‘Not Anti-India Propaganda’: Babones Tells News18 BBC Series Against UK PM Rishi Sunak, Not Modi
‘Not Anti-India Propaganda’: Babones Tells News18 BBC Series Against UK PM Rishi Sunak, Not Modi
Babones told News18 if the BBC documentary were anti-India or anti-Modi, it would have been leaked during the election campaign. Someone in the foreign service office in the UK decided when the UK get its first Hindu PM, they will bring down the government, he added

Amidst the entire furore over BBC’s two-part documentary titled ‘India: The Modi Question’, with its portrayal of the 2002 Gujarat riots and its subsequent block in India, Sydney University professor and sociologist Salvatore Babones believes the show was not to target India or Prime Minister Narendra Modi but the first Hindu PM of the UK, Rishi Sunak.

“It’s not exactly anti-India propaganda,” Babones told exclusively to CNN-News18.

“This is what I mention in my new article ‘Unholy Alliance’ as well. It’s a strange alliance between Christian missionaries and international Islamists and global human rights infrastructure. This documentary is based on the report that came out of the British High Commission that they haven’t released, that was leaked, immediately after Rishi Sunak became the first Hindu PM of the UK. I strongly suspect that leak was motivated by anti-Hinduism not by anti-India agenda,” he said.

He further said, “If it (documentary) were anti-India or anti-Modi, it would have been leaked during the election campaign. The foreign service office in the UK, we have accounts that it is riddled with anti-semitism and anti-Hinduism for decades, this is not new. Foreign service in the UK, someone in the office decided that when the UK got its first Hindu PM, they were hoping to bring down the government.”

“This is about Sunak, not about Modi,” he stressed.

“Why did someone in the foreign office leak the 2002 report now? What’s the motivation here? I think it was more to do with the anti-Hindu violence in Leicester and the arrival of a Hindu PM. There is a strong Islamist bench in the foreign office in the UK. Otherwise, it would have been leaked in 2014, 2019 or 2024,” he further said.

The Sydney University professor, who is very popular in India now for his views on intellectual bias against India, especially overseas, was also critical of the way the Indian government reacted to the BBC documentary. While India did not ban the series itself, it did block the circulation of its links online. Soon after, the BBC India offices were also surveyed by the income tax department for alleged tax fraud.

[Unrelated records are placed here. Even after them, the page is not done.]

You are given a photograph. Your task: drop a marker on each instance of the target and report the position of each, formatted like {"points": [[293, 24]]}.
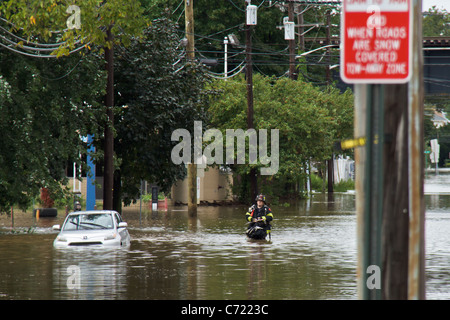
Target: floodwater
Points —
{"points": [[312, 254]]}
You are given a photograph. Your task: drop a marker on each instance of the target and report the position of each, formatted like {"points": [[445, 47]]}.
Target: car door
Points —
{"points": [[123, 232]]}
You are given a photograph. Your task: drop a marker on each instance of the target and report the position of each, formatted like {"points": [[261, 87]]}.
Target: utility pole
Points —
{"points": [[389, 177], [108, 175], [191, 167], [328, 78], [249, 77], [292, 73]]}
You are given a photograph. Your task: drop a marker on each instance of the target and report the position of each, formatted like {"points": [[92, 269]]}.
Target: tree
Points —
{"points": [[436, 22], [309, 121], [45, 109], [158, 92], [101, 23]]}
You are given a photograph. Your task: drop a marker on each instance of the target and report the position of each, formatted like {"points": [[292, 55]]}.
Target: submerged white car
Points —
{"points": [[97, 227]]}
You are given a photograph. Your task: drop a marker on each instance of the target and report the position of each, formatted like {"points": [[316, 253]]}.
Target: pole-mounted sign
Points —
{"points": [[376, 41]]}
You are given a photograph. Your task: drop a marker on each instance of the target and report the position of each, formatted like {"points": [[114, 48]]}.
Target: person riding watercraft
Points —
{"points": [[259, 217]]}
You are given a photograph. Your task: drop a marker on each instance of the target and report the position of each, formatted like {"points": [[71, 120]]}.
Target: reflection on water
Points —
{"points": [[312, 255]]}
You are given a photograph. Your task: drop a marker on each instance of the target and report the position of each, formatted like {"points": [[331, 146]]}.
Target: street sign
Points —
{"points": [[376, 41]]}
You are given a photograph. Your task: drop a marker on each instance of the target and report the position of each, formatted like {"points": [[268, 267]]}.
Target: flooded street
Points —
{"points": [[312, 254]]}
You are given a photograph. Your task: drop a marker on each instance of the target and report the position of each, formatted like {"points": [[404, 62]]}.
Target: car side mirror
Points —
{"points": [[123, 225]]}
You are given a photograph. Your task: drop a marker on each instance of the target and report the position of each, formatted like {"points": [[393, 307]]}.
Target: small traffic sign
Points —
{"points": [[376, 41]]}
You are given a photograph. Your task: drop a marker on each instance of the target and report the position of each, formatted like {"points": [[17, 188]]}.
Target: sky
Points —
{"points": [[426, 4]]}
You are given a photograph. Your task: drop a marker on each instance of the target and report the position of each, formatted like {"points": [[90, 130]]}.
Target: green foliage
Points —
{"points": [[46, 108], [436, 22], [46, 20], [309, 121], [158, 96]]}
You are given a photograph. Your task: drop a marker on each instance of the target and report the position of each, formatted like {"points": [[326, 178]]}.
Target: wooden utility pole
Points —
{"points": [[292, 71], [108, 174], [328, 78], [249, 77], [191, 167], [416, 253], [389, 184]]}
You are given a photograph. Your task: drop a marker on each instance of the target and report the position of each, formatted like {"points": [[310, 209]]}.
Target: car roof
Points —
{"points": [[93, 212]]}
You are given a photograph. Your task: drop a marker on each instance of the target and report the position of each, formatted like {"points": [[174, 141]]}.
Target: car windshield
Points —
{"points": [[88, 222]]}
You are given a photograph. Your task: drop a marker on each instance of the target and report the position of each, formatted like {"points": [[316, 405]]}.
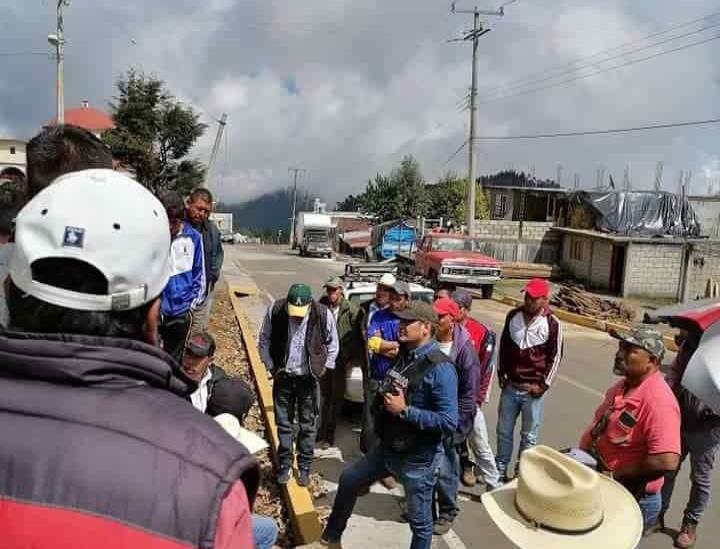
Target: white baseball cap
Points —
{"points": [[102, 218]]}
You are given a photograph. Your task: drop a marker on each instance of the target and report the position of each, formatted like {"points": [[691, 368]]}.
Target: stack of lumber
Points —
{"points": [[574, 298], [529, 270]]}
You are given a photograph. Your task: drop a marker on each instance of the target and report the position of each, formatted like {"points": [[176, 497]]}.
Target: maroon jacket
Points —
{"points": [[530, 353]]}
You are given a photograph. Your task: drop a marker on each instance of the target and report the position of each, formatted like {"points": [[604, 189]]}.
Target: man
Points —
{"points": [[58, 150], [197, 213], [455, 342], [298, 343], [635, 434], [332, 385], [417, 409], [108, 456], [216, 392], [530, 353], [186, 287], [700, 440], [479, 442]]}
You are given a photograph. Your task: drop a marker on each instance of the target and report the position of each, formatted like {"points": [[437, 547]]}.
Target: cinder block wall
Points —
{"points": [[652, 270]]}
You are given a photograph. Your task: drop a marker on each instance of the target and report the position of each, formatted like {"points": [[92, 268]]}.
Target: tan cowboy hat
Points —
{"points": [[559, 503]]}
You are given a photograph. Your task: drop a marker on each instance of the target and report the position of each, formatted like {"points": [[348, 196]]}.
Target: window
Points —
{"points": [[577, 249], [500, 208]]}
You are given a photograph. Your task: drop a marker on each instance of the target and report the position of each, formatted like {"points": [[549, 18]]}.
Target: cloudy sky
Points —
{"points": [[345, 88]]}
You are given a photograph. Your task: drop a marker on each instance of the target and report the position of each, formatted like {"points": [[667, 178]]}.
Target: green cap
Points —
{"points": [[418, 310], [334, 282], [644, 337], [299, 298]]}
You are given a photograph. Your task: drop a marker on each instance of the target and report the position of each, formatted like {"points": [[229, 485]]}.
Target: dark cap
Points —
{"points": [[418, 310], [200, 344], [230, 395]]}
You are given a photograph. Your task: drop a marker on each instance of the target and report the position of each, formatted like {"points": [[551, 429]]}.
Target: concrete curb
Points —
{"points": [[580, 320], [303, 515]]}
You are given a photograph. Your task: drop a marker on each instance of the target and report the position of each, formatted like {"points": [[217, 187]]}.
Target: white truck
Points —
{"points": [[313, 234]]}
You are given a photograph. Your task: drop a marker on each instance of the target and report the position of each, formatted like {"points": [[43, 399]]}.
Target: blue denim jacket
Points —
{"points": [[433, 410]]}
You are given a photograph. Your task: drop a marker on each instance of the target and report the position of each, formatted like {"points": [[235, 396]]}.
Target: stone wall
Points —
{"points": [[653, 270]]}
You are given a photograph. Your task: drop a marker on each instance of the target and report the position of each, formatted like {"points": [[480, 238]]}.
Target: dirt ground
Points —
{"points": [[231, 356]]}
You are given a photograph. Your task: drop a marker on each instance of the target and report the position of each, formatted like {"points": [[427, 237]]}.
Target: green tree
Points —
{"points": [[154, 134]]}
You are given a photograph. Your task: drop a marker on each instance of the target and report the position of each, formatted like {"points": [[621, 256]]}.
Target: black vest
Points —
{"points": [[395, 433], [316, 336], [100, 426]]}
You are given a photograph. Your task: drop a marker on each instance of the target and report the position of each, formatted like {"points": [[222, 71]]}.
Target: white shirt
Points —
{"points": [[200, 397]]}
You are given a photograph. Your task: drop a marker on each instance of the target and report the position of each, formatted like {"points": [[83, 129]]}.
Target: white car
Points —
{"points": [[358, 293]]}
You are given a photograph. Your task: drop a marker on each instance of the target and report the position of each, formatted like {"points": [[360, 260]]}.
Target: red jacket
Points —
{"points": [[530, 353]]}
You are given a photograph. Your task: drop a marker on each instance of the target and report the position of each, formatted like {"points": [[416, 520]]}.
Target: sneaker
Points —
{"points": [[442, 526], [468, 477], [687, 536], [304, 477], [284, 475]]}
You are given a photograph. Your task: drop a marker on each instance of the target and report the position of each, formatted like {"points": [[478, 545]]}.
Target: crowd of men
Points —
{"points": [[118, 425], [428, 372]]}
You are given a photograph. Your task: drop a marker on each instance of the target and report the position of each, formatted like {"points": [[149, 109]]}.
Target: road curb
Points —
{"points": [[303, 515], [580, 320]]}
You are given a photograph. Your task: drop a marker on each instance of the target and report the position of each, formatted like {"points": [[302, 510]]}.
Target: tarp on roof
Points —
{"points": [[641, 213]]}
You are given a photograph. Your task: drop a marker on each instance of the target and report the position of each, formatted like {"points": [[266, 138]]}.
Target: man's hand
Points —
{"points": [[395, 403]]}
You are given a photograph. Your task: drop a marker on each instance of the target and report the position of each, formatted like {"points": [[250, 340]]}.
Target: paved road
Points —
{"points": [[584, 375]]}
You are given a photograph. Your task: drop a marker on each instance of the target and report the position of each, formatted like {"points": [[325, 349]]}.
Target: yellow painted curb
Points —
{"points": [[303, 515]]}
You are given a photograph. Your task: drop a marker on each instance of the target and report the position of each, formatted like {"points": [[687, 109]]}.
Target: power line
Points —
{"points": [[579, 68], [583, 77], [528, 79], [599, 132]]}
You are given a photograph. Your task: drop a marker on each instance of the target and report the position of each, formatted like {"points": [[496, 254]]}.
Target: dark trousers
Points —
{"points": [[174, 332], [332, 395], [295, 395]]}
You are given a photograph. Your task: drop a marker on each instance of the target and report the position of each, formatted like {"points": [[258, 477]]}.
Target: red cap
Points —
{"points": [[446, 306], [537, 287]]}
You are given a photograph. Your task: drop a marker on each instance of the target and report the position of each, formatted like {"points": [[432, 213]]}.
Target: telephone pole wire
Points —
{"points": [[474, 35], [294, 171]]}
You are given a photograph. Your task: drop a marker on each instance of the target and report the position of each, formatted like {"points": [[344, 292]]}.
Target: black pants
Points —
{"points": [[332, 395], [174, 332], [296, 394]]}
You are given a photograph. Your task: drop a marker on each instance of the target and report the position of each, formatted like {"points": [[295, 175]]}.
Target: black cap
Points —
{"points": [[418, 310]]}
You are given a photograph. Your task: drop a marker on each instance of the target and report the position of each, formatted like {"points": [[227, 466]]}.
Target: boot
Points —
{"points": [[468, 477], [688, 535]]}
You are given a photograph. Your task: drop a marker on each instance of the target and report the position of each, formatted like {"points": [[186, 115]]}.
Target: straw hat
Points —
{"points": [[559, 503]]}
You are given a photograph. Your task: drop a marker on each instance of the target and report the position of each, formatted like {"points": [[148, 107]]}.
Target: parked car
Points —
{"points": [[359, 293]]}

“It does make India look bad, it makes it very difficult to defend media freedom in India, but I believe it was done under Indian laws. India has its own laws and its own approach. But from a public perception and diplomacy point of view, it would have been much better for India to just take it on the chin, argue against it, but let it be shown. That said, everyone is political, so just as opposition to the BJP often thrives as anti-India narrative in the west, the BJP’s own electoral calculations seem to drive it to the direction that makes it look bad in the west. I’m sure from the BJP’s perspective, attacking the BBC, probably, they saw it as an opportunity for electoral gain,” he explained.